Le Parc at Les Crayères
Les Crayères occupies a Louis XVI-style château built in 1902 by the Marquise de Polignac — daughter of one of the founding families of the Pommery Champagne house — on thirteen acres of private parkland south of central Reims. The property opened as a Relais & Châteaux hotel and restaurant in 1983 under Gérard Boyer (who earned three Michelin stars before retirement); since 2009 chef Philippe Mille has held the kitchen, currently at two stars with a longstanding reputation as one of France's most refined technical practitioners.
Racine
Racine opened on Place Godinot in central Reims in 2016 under chef Kazuyuki Tanaka — Japanese, trained in the Kanto region before moving to France to work at L'Astrance in Paris and the Eleven Madison Park kitchen during its ascent. Racine earned its first Michelin star in 2017 and its second in 2021, making Tanaka one of the fastest chefs in the post-2010 generation to reach two stars outside Paris. The dining room seats twenty-four across a single space, with the kitchen behind a low pass visible from most tables.
Le Foch
Le Foch sits on Boulevard Foch, the grandest residential boulevard in Reims, a ten-minute walk from the cathedral. The restaurant held a Michelin star under chef Jacky Louazé from 2008 through the early 2020s and still operates at that technical level, though the guide moved the star elsewhere in a recent recalibration. Louazé — classically trained in the Alsace region before moving to Champagne — cooks a modern French menu with particular strength in seafood preparations, game in season, and a dessert programme that is among the most accomplished in the city.
Le Millénaire
Le Millénaire has occupied its current site on rue Eugène Desteuque — a quiet street running behind the Palais du Tau and the cathedral — for more than thirty years, serving a consistently evolving modern French menu that the Michelin Guide has long recommended without starring. The restaurant's name is a reference to the 1999 millennium celebration, and the dining room reflects that era's restrained elegance: cream walls, soft lighting, generous spacing, thirty-two covers.
Dining in Reims
The Dining Culture
Reims has always eaten to match the wine. Champagne houses have been entertaining foreign buyers, British brokers, and Russian aristocrats since the 18th century — a hospitality culture that pervades the city's serious kitchens. The dishes are precise, classical, and unafraid of the grande cuisine vocabulary. The pairings lean inevitably to the region's own vintages, including rarities impossible to find elsewhere.
Best Neighbourhoods
L'Assiette Champenoise sits in Tinqueux, a five-minute drive west; Les Crayères occupies a park estate south of the city. Inside Reims proper, Racine sits on Place Godinot near the cathedral, Le Foch on Boulevard Foch, Le Millénaire just behind the Palais du Tau.

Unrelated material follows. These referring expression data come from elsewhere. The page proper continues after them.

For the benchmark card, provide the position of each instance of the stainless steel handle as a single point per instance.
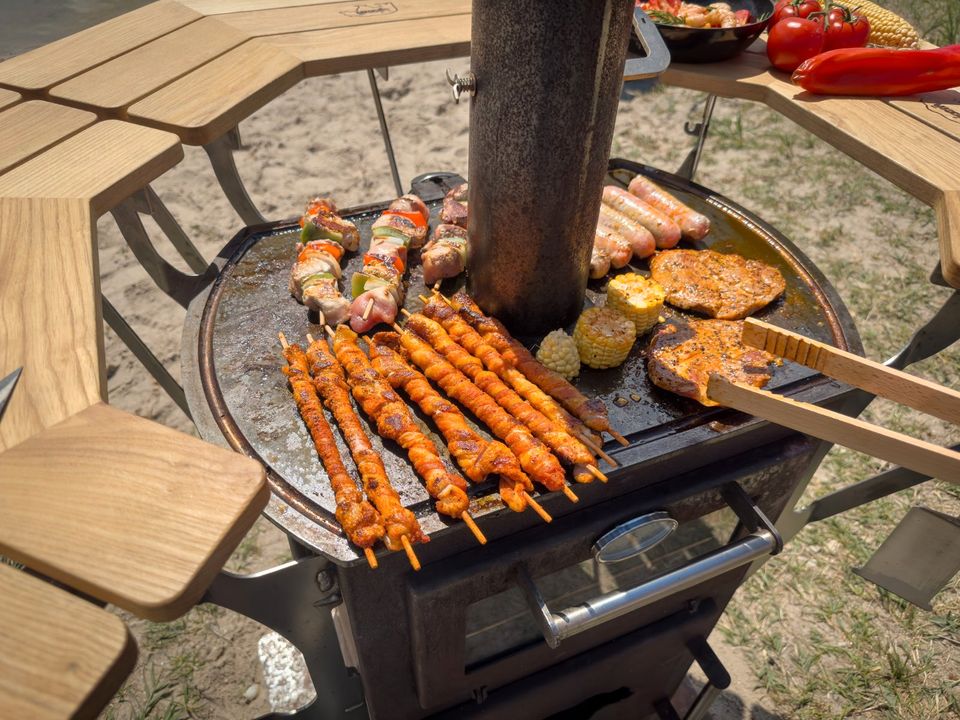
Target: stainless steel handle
(556, 626)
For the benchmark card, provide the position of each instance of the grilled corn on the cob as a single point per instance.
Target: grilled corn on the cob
(886, 28)
(637, 297)
(604, 337)
(559, 352)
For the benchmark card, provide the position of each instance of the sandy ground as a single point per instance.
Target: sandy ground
(290, 154)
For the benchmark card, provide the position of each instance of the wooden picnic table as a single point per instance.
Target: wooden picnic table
(139, 515)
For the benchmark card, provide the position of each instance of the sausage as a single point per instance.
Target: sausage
(692, 224)
(640, 239)
(665, 231)
(614, 245)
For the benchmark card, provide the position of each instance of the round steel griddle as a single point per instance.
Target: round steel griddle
(241, 394)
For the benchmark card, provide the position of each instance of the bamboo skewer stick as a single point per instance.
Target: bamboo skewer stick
(411, 555)
(477, 533)
(618, 437)
(537, 507)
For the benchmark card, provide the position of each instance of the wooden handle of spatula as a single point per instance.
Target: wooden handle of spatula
(894, 447)
(868, 375)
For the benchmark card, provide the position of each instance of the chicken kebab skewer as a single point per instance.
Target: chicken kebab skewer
(395, 422)
(400, 524)
(593, 412)
(378, 288)
(566, 447)
(356, 516)
(437, 308)
(324, 236)
(476, 456)
(535, 458)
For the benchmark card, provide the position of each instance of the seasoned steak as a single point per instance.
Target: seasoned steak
(720, 285)
(683, 354)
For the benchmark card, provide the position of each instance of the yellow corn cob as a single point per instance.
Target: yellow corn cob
(604, 337)
(640, 299)
(559, 352)
(886, 28)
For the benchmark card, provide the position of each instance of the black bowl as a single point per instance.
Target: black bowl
(695, 45)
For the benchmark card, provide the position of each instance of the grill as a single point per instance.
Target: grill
(531, 624)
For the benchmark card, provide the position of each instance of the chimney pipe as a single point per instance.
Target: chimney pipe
(548, 79)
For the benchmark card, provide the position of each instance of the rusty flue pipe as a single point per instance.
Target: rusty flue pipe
(548, 79)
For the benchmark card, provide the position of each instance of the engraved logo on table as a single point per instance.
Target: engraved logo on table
(364, 9)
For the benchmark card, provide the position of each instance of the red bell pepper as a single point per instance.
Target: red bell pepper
(878, 72)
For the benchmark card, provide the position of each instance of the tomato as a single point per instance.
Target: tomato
(792, 41)
(845, 29)
(793, 8)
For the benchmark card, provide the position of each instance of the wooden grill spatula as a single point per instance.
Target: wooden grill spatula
(928, 397)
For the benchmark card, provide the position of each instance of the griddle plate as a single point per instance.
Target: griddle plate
(250, 304)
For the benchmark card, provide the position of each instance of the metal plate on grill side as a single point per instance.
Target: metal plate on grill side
(239, 360)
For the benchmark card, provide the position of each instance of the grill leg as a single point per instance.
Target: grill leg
(391, 158)
(689, 167)
(220, 152)
(295, 600)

Reservations & Practical Tips
L'Assiette Champenoise books six to eight weeks out. Les Crayères (Le Parc) requires three to four weeks. Racine is the hardest table in the city centre — book four weeks ahead for weekends. Le Foch and Le Millénaire are typically available within ten days.
Dress Code & Tipping
French custom: service compris. Additional 5-10% at three-star level is welcomed. At the best tables, many guests leave cash for the sommelier handling the Champagne pairings.